Wednesday, 18 March 2009

Tokyo Drifter (1966)

Tetsu, the hero of Seijun Suzuki’s Tokyo Drifter, is a gangster trying to go straight, Oddly enough, his boss is also trying to go straight. Mr Kurata is tired of being a yakuza boss, and now he just wants to run a legitimate business with his faithful assistant Tetsu. Rival yakuza boss Otsuka is unfortunately determined to settle scores with Kurata, and the fact that Kurata had to borrow money to set up his nightclub business gives him his chance. He intimidates the money lender who financed Kurata, and gains control of the building housing Mr Kurata’s new venture. It seems that, despite their best efforts, Kurata and Tetsu will be dragged back into the shady and violent world of the yakuza.

It’s a very film noir kind of plot, with lots of treachery and conflicts of loyalty. Tetsu’s girlfriend Chiharu, a singer at Kurata’s nautically themed Porthole Lounge, is also drawn into the conflict. A complex series of kidnappings and murders and double-crosses ensues. Tokyo becomes too hot for Tetsu, who has been implicated in a murder he did not commit, and he becomes a “drifter” - a kind of wandering freelance yakuza. He remains fiercely loyal to Mr Kurata through all this, convinced that his loyalty will never be betrayed. The web of loyalty and obligation binding Tetsu becomes more complicated when his life is saved by another drifter, a man he had always regarded as an enemy. Several plot twists later, there’s a spectacular climax in the nightclub in which the various strands of the plot are brought together and resolved with extraordinary flair and cinematic showmanship.

While the plot is very film noir, the style is very different. It’s paced like an out-of-control roller-coaster ride. The colours are dazzling, there are some great Swinging 60s sets and night-club scenes. Everything looks bright and exciting. It’s like film noir on crystal meth, done in comic book style. There’s no attempt to pretend this is realism. Fight scenes and gun battles are exquisitely and intricately choreographed, and they’re all utterly impossible, but the movie has a tongue-in-cheek feel to it so it doesn’t matter. To complain about the unrealistic elements is to miss the point; it’s like complaining that a 60s James Bond movie isn’t realistic. Tetsu repeatedly makes miraculous escapes from impossible situations. He’s like a comic book hero.

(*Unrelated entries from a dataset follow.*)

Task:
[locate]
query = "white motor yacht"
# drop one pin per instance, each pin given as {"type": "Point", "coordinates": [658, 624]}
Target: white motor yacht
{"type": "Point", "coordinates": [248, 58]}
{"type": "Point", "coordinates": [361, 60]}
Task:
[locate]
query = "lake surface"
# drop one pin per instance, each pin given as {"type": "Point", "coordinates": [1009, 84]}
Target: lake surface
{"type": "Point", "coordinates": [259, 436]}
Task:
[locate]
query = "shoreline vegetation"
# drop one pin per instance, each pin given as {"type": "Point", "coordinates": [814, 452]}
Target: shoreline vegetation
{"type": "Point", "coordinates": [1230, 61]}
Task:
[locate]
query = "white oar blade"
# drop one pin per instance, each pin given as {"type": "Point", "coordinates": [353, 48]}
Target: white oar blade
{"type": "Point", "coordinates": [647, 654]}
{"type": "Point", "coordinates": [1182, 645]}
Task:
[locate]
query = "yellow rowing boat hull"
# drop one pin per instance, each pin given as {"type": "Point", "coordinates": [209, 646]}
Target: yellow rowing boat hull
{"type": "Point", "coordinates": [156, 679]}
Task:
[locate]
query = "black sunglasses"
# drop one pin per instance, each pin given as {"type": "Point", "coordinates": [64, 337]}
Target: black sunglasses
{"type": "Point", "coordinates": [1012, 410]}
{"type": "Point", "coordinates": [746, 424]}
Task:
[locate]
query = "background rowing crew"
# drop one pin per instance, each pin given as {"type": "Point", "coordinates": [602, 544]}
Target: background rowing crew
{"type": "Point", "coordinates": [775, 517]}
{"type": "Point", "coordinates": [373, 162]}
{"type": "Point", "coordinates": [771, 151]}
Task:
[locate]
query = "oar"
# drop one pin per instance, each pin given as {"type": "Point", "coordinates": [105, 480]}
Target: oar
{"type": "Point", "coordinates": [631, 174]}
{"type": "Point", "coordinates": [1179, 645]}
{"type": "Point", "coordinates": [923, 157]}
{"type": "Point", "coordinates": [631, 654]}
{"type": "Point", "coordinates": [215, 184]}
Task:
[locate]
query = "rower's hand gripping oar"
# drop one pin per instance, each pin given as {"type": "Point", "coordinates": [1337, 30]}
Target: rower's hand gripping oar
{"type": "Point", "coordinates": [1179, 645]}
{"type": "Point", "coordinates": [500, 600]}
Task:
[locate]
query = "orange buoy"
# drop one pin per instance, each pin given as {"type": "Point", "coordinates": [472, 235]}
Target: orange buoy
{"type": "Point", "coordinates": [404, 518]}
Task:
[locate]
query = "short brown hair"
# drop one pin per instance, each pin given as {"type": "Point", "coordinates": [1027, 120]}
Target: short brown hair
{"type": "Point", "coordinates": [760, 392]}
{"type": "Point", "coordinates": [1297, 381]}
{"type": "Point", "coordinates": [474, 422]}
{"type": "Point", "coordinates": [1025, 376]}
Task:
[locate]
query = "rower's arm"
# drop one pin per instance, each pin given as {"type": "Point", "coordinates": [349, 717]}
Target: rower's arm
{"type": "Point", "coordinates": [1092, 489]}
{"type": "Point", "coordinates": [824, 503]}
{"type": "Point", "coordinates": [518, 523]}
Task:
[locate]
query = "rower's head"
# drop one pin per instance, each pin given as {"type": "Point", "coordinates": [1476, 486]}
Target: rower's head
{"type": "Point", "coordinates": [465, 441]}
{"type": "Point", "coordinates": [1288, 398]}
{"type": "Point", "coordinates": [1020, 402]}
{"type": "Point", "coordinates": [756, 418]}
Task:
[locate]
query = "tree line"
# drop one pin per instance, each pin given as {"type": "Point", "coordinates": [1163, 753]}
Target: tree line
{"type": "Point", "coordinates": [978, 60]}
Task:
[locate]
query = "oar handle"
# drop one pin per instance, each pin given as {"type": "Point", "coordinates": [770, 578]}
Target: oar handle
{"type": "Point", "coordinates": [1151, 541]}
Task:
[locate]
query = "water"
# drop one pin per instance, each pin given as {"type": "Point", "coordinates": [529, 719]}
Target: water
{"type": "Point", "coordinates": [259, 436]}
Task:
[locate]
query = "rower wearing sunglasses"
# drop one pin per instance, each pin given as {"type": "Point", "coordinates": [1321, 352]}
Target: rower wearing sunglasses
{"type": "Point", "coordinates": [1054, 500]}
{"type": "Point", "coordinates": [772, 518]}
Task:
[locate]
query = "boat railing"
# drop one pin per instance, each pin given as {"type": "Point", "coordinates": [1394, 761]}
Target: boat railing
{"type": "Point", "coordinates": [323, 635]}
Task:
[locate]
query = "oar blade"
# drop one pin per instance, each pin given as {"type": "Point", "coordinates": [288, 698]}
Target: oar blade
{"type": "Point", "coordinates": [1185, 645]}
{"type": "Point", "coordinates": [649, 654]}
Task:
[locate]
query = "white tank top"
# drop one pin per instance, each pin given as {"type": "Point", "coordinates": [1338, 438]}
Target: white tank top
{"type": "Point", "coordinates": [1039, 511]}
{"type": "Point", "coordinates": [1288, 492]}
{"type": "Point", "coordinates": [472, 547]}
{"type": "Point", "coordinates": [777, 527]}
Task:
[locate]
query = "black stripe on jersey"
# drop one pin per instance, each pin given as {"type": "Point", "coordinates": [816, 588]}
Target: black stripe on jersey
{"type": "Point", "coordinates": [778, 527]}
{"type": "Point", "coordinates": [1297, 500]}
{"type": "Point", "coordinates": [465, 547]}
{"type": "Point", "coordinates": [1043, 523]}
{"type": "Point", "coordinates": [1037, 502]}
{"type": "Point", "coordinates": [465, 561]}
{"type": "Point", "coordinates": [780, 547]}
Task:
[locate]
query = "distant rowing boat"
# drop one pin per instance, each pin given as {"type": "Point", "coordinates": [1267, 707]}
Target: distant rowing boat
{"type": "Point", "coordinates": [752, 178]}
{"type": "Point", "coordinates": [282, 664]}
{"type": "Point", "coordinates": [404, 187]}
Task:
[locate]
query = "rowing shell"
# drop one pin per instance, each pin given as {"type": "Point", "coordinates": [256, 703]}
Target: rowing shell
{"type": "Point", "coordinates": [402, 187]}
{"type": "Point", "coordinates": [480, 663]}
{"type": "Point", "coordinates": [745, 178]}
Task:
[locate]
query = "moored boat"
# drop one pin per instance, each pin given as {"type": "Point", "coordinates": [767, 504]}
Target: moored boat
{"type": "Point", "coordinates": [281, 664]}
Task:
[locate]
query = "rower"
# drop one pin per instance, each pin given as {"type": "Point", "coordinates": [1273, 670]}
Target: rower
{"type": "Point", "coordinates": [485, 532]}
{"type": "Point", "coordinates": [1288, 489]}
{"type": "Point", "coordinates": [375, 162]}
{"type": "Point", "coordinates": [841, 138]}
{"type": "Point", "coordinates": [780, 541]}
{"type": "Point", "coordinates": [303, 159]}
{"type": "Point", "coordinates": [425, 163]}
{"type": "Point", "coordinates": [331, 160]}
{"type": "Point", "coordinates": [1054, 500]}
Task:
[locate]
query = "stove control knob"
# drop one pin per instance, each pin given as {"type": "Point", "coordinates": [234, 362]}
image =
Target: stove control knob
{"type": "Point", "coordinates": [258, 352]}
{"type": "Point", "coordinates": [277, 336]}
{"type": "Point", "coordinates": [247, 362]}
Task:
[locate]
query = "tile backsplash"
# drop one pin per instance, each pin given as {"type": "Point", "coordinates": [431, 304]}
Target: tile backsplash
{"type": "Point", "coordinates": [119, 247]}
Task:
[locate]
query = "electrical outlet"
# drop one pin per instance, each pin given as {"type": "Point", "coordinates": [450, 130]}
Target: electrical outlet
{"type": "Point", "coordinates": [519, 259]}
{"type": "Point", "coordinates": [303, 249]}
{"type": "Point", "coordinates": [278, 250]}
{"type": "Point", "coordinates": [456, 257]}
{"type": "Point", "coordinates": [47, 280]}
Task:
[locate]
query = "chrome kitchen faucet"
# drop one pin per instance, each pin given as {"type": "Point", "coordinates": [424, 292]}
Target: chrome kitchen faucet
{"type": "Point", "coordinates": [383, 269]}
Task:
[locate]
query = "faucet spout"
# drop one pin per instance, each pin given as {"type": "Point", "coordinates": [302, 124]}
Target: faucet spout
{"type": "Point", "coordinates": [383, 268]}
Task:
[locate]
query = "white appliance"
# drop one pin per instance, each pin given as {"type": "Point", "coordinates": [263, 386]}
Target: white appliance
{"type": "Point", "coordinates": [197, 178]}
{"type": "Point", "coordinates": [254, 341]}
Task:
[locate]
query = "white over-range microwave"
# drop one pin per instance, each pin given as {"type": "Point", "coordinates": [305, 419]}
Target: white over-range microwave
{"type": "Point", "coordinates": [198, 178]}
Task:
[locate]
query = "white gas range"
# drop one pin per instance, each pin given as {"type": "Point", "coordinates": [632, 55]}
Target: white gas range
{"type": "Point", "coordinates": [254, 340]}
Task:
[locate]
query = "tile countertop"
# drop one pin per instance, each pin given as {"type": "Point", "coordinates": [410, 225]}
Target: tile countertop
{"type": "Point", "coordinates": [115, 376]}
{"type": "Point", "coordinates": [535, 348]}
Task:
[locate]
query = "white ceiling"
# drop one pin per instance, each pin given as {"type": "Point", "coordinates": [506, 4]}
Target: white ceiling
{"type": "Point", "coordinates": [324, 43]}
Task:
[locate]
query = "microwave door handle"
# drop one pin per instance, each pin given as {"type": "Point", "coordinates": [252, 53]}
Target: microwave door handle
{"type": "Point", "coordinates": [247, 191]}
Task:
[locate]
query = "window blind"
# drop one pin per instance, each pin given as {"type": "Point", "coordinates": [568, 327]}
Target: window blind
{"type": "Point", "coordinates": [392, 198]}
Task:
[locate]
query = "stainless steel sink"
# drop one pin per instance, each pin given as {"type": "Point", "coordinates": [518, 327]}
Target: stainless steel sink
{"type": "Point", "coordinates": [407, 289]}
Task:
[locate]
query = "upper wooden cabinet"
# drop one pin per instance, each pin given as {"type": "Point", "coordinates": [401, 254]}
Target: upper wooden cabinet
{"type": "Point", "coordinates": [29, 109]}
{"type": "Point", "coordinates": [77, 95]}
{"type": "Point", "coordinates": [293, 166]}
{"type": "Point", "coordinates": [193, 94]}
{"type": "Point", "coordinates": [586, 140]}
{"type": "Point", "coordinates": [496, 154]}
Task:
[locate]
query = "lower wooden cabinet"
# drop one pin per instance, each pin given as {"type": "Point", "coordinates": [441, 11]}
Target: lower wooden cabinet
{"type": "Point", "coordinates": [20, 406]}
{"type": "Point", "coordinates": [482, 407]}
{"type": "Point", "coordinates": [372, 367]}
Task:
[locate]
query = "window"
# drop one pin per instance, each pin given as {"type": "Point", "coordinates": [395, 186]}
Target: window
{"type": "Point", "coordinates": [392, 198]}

The visuals are overwhelming. Seijun Suzuki’s flair for composition is stunning, and he’s one of those rare directors who can almost make the widescreen format seem worthwhile. Every shot is interesting. Nobody simply walks through a door. Everyone makes spectacular entrances. The world of this movie is like a gigantic stage set, but despite this very theatrical feel he is the most cinematic of film-makers and the movie most emphatically does not have a stagey feel to it. It’s more like a manga than a play.

Despite the bravura style of the visuals, the story itself is not overwhelmed by this extravagance, and despite the fantastic elements the moral and emotional dilemmas are real and they are moving. This is one of the most intoxicatingly stylish movies I’ve ever seen, made with a technical mastery that is truly awe-inspiring.

The Region 4 DVD release doesn’t have much in the way of extras, but there are no complaints about the quality of the transfer. An absolutely terrific movie.

1 comment:

Samuel Wilson said...

I was impressed by this one too when I saw it on a Criterion DVD. I was lucky enough to find both Tokyo Drifter and Branded to Kill at a second-hand book store, obviously left there by someone who was turned off by Seijun Suzuki's style. While most critics seem to regard Branded to Kill as his masterpiece, I actually liked Tokyo Drifter better, but both are definitely worth a look.